The Different Layers of Log Infrastructure
Most IT components generate logs. Some of them have great ways to send them out natively. Some of them are limited in how they can send out logs and some can’t send logs anywhere at all, they instead need to be collected locally and sent out to the next layer. Collecting logs locally is often a straightforward process of installing an agent locally on the device to read logs. Sometimes there’s already an agent present that needs to be slightly reconfigured to forward the logs, and sometimes an agent can be used to fetch logs from a source that has no native methods of forwarding logs, thus enabling their logs to be processed, stored, and analyzed anyway.
Your logs need to be sent somewhere. This “somewhere” is what we typically refer to as the ingestion layer, the immediate recipient of your logs. This layer is responsible for taking the logs sent to it and then forwarding it on to one of two places. Some log infrastructures are set up with a buffering layer, where data is streamed through. Most, however, utilize a simple routing layer. The ingestion layer is also often responsible for extracting data from the events or enriching them with metadata where applicable. That means there’s a lot of custom parsing that can and often do happen at this layer. It’s possible to do it in other layers, but my recommendation would be to do it either here or at the collection layer.

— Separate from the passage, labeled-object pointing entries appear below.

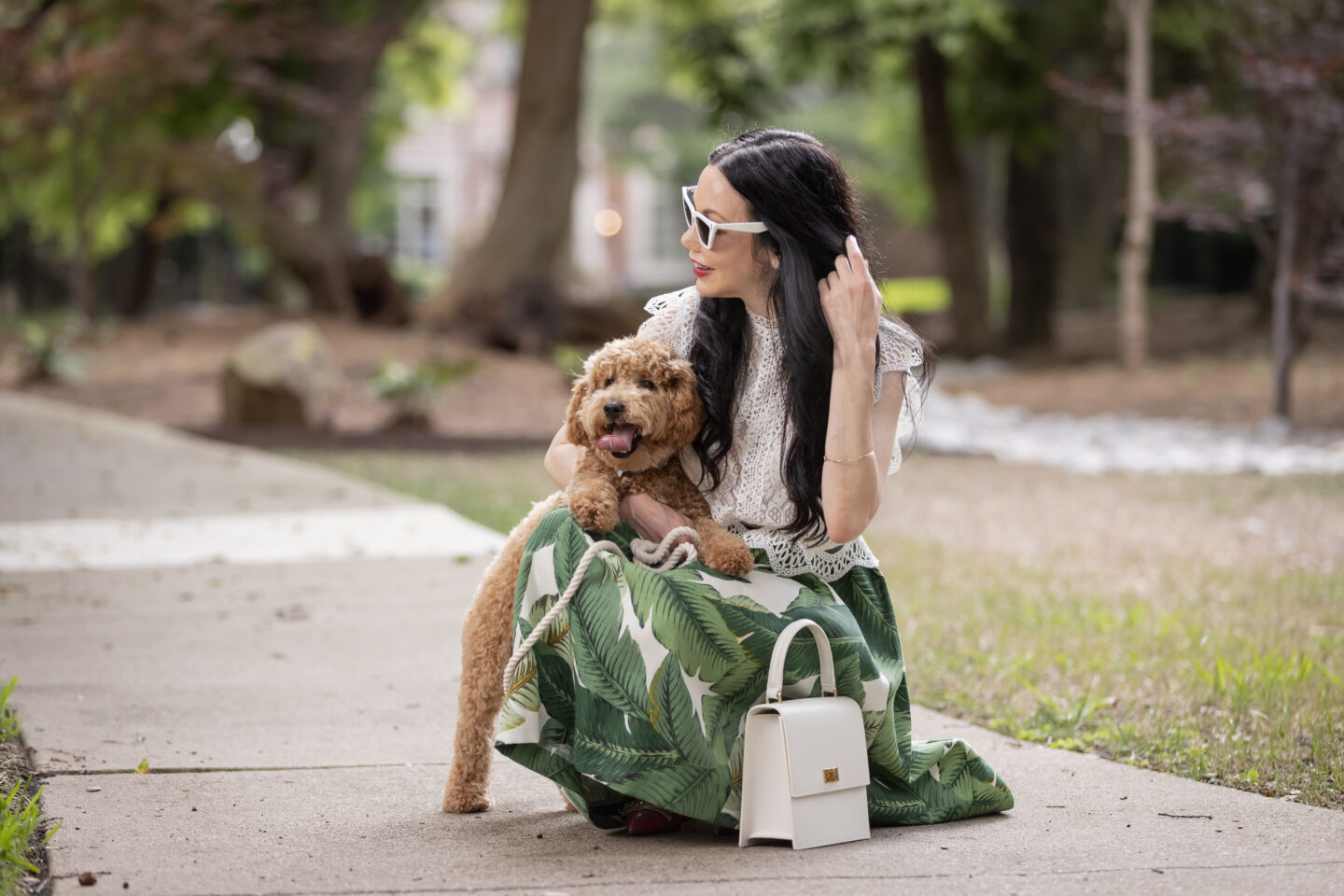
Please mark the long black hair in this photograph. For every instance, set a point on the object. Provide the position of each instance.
(797, 187)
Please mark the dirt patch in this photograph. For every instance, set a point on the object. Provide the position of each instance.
(167, 370)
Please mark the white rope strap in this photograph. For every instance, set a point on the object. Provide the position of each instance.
(645, 553)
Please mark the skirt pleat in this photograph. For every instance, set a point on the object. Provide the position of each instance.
(640, 687)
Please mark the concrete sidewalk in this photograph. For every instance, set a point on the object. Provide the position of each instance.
(296, 708)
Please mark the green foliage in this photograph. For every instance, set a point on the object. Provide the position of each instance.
(46, 349)
(1190, 681)
(21, 819)
(413, 390)
(21, 814)
(917, 294)
(8, 721)
(420, 74)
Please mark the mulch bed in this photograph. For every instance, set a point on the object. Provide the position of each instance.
(167, 370)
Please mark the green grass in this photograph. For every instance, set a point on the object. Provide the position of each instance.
(1224, 676)
(21, 822)
(916, 294)
(1219, 675)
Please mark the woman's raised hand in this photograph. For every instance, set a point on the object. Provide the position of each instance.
(851, 302)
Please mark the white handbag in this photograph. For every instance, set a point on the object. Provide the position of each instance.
(805, 762)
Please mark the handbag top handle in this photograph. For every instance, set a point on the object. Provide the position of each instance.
(775, 682)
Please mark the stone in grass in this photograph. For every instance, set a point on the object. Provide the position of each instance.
(284, 375)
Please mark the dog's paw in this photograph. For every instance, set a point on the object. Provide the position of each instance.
(735, 560)
(467, 801)
(595, 516)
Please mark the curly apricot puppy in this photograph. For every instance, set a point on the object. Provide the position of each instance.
(633, 409)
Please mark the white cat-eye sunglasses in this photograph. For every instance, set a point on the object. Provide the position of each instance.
(705, 229)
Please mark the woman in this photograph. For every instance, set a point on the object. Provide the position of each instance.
(637, 707)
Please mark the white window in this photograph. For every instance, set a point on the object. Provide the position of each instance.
(668, 223)
(418, 219)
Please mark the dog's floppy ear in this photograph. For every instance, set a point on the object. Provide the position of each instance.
(576, 431)
(687, 409)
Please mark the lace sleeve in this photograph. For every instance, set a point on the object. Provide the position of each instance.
(900, 360)
(672, 320)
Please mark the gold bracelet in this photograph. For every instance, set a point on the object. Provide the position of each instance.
(854, 459)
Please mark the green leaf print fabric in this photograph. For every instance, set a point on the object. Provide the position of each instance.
(640, 687)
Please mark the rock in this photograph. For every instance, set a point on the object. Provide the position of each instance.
(281, 376)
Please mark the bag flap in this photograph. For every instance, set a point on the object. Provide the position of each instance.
(825, 745)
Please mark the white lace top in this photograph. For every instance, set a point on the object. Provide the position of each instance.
(751, 498)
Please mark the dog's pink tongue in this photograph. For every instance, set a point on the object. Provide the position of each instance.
(620, 440)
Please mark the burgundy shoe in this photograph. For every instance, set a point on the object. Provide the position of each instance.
(647, 819)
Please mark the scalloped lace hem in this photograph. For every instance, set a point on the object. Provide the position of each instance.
(828, 562)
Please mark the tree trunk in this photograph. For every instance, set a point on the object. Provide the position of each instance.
(1282, 292)
(147, 248)
(1139, 225)
(504, 290)
(1032, 235)
(959, 231)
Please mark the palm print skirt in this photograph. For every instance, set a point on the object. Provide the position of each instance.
(640, 685)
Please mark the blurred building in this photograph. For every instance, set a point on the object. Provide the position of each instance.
(449, 170)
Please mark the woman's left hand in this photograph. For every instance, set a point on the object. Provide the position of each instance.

A buffering layer (sometimes referred to as a streaming layer) is a bit more of an advanced layer that’s not always present. It can, however, be a very useful one. A buffering layer is typically a layer that, when implemented, both ingestion and routing will interact with. The ingestion layer to send logs onward in the log infrastructure for queueing and the routing layer connects to it to retrieve logs to forward on.
A routing layer will take logs it receives (or fetches, in the case of a buffering layer being involved) and, according to a rule specification, forward logs to the intended destination. This layer is fairly straightforward but is usually one of the more complex ones to create depending on the complexity of your log infrastructure as a whole. To me, personally, this is the most important layer of a proper log infrastructure. The simple reason for this is that it enables you to forward different logs to different analysis components that are designed for different tasks. Security logs to a security log analysis component. Operational log to an operational log component and application logs to application monitoring components. The right log to the right place.
A storage layer will receive logs routed to it and store them for however long you need them to be stored. This is usually related to either compliance requirements or the policies your organization decides to adopt.
The analysis layer is the layer where a lot of the cool magic will happen with your logs. Most of the above layers are just a means to this end. To provide value outside of compliance, logs need to be analyzed. A lot of organizations analyze very little of their log data. Most don’t even have their log data readily available. The analysis layer is there to remedy that. Some organizations settle for a simple searching layer, giving the end-users a way to query their log storage for historical logs matching certain parameters. This can be useful for investigations in many scenarios. Some organizations will send their logs through a live analysis system, capable of alerting on certain event types, tracking metrics over time, or performing security auditing on live data as opposed to historical searches.
Bringing the Layers Together
Having these layers covered means that you’ll have the best possible circumstances to work with your log data. If you forget about your routing layer, for example, you’ll find yourself with issues trying to implement a new analysis layer component into your environment. Miss out on the rewriting aspects of your ingestion system and you’ll run into issues when you try putting your log metric tracking components into play.
As you start working with your logs, always make sure you think about the full pipeline. Don’t just think about that one specific component you’re looking at implementing next. Instead, plan ahead from a perspective of needing or wanting to implement more of them in the future and how the environment can be designed from the beginning to deal with that. Because at some point you’re going to have to implement new solutions. It’s a law of nature in IT, we’re never done.